そんな事情をあさくら号の船員と乗客である人々は知らない。


 異変に巻き込まれた乗客の一人である竜史は、船の狭い環境にウンザリをし始めていた。


何せ2日も陸に居ない上に、何もする事が無いのだ。



 それに此処は、異世界かも知れないと、今の所は彼だけが、この状況を予測して居た。



「父さんと母さんは心配しているだろか・・・・・・・・・・・」




予想される最悪の事態を彼は悲観して居た。


 船内の船員と乗客は、救助が必ず来ると信じて疑いのない雰囲気で在るが、彼の頭の中では、あさくら号が消え去ってしまった日本では『定期船フェリーあさくら号、謎の失踪。乗っていた乗員乗客を合わせて300名行方は』との見出しが付いたニュースやワイドショー、新聞紙と週刊誌などの辺りが、1週間ほと話題を賑わす事だろう。


 そして、何時しか、この事件は風化して行き・・・・・・人々の記憶から完全に忘れ去れる事は、簡単に想定しえる事態であると言えるだろう。




 アースティア暦 1000年・西暦2030年・4月3日・時刻は未明・ユーラシナ大陸東部地域・龍雲海海域にて・・・・・・・・・・・・・・・・・・・・・・・・・・・・・・・・・・・・




あさくら号の船員は海の監視をして居るが、救援がその内に来るだろうと高を括って居た為に、見張りをする態度もいい加減に成りつつある。


このあさくら号の船員達は知らないが、転移によって日本本土とは、2日程度の時間のズレが生じて居る。

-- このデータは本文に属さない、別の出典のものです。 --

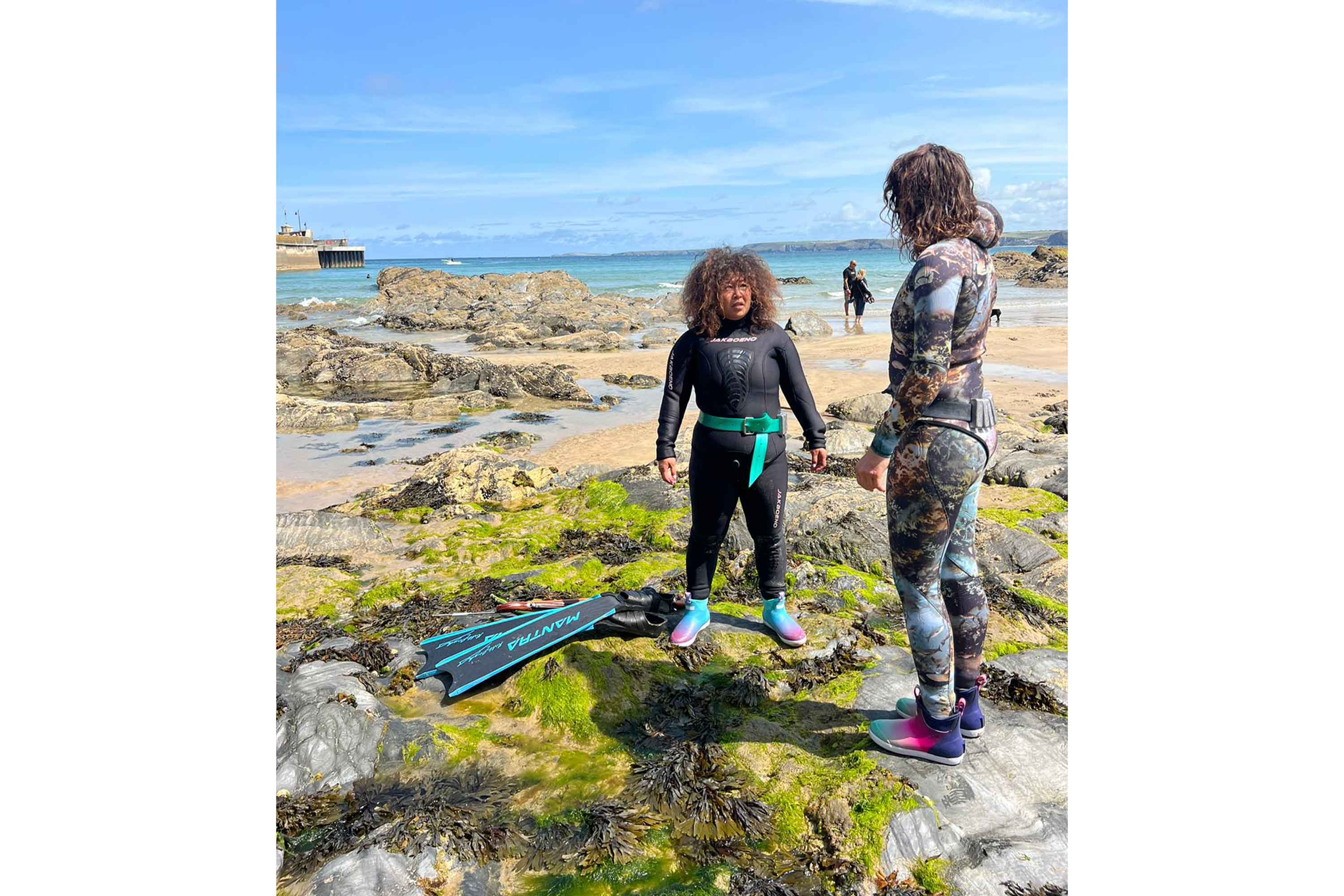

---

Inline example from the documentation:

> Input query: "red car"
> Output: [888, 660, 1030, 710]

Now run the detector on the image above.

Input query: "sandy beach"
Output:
[530, 327, 1068, 469]
[276, 327, 1068, 512]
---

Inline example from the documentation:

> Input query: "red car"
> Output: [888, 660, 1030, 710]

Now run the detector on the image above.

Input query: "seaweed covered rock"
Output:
[985, 647, 1068, 715]
[992, 246, 1068, 289]
[477, 430, 542, 451]
[827, 392, 891, 427]
[276, 510, 395, 565]
[332, 448, 555, 513]
[855, 647, 1068, 896]
[276, 327, 593, 407]
[368, 267, 671, 351]
[602, 370, 661, 388]
[985, 417, 1068, 500]
[784, 312, 835, 339]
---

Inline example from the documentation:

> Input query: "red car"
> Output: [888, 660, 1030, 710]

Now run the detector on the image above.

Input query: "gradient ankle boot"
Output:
[896, 676, 986, 737]
[672, 595, 710, 647]
[868, 688, 966, 766]
[761, 594, 808, 647]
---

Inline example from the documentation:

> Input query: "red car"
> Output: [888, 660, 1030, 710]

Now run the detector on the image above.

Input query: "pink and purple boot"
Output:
[896, 676, 988, 737]
[868, 688, 966, 766]
[761, 594, 808, 647]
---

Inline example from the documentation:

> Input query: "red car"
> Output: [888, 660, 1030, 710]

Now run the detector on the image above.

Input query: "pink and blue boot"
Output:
[868, 688, 966, 766]
[896, 676, 988, 737]
[761, 594, 808, 647]
[672, 595, 710, 647]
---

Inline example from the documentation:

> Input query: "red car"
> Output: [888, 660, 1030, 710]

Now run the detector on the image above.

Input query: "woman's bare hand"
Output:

あさくら号に乗船する者達は取っては、まだ3月の30日である。



 さて、船は二日前の日本標準時間の4月1日に海上保安庁の巡視船と海上自衛隊の哨戒機のP-3Cがあさくら号の救難信号と通信キャッチした。



この時の日本政府は、多くの外国との連絡が途絶して居る所も有り、在日米軍からハワイとマリアナ諸島や南方に展開する艦隊や米軍基地以外からの連絡が取れないとの報告が上がって居た。


同月3日、日本政府はこれまで経験の無い異常事態が発生して居るとの認識を国内外に示した。


 防衛省は4月1日から航空自衛隊と海上自衛隊の偵察機及び哨戒機を使っての日本周辺を調査を開始する。



 その結果、日本の西側に全く見た事の無い未知の大陸が在る事を発見したとの調査結果を国内外に発表をしたのだった。



さて、あさくら号は、1日に海上保安庁と海上自衛隊から直に救援に向うとの打診を貰ったと船内放送で伝えられた。



 沸き立つ乗客と船員は喜びで満ち溢れる表情をして居る光景が見受けられて居る。


防衛省は海保と協力体制を敷いた上で、巡視船と海自の哨戒機P-3Cから報告を受けてた海域へと救助の為に、護衛艦隊と巡視船団の派遣を決定した。


 また、未知の勢力が東の大陸に在るらしいと情報が、哨戒機P-3C等の偵察部隊からの情報が防衛省を通じて入っていた。



 それ故に海自艦隊が未確認勢力との交戦した時、万が一捕虜が捕らえた時に備え、海上での警察活動に措いて逮捕権を持って居る海保にも出動要請を出さざる負えない為である。。



これは2030年に成っても、ダラダラと戦争に関する国内と国外の法律を事なかれ主義に任せている為に、今だ捕虜に関する規定が我が国に無い為である。



ジュネーブ条約は加盟して居るのだが、今だ日本の法律では日本に攻め入った軍隊の兵士らの立場的な定義と言うのは、テロリストか、もしくは刑法を犯した犯罪者であるとされて居る。


 例え外国でPKO派遣で捕らえた捕虜が居たとしても、それらの者達らは当事国に引き渡すだけと成って居る。



また、海上での警察権が海自に無い為に、海賊対策に置いても海上保安官に動向してもらい。


 日本船籍内なら日本の国内法と言う国際条約の決まりに乗っ取ったやり方でないと、逮捕がまま成らないと言う、非常にめんどくさい事にも成って居るからである。



さて、政府はあさくら号の救出の為に、九州方面の不測の事態に備えて、先行して警戒に当たって居る佐世保基地所属のこんごう、ちょうかい、あまぎり。


 呉基地所属のいなづま、いせ、せんだい。



舞鶴基地所属のまつゆき、あさぎり、しらね等を護衛艦隊を急遽、現場海域に派遣する事を決定した。



 九州の陸自基地のヘリ部隊に配備されて居るAH-64D戦闘ヘリコプター・アパッチ・ロングボウ部隊をヘリコプター搭載護衛艦であるいせに派遣する事を決定。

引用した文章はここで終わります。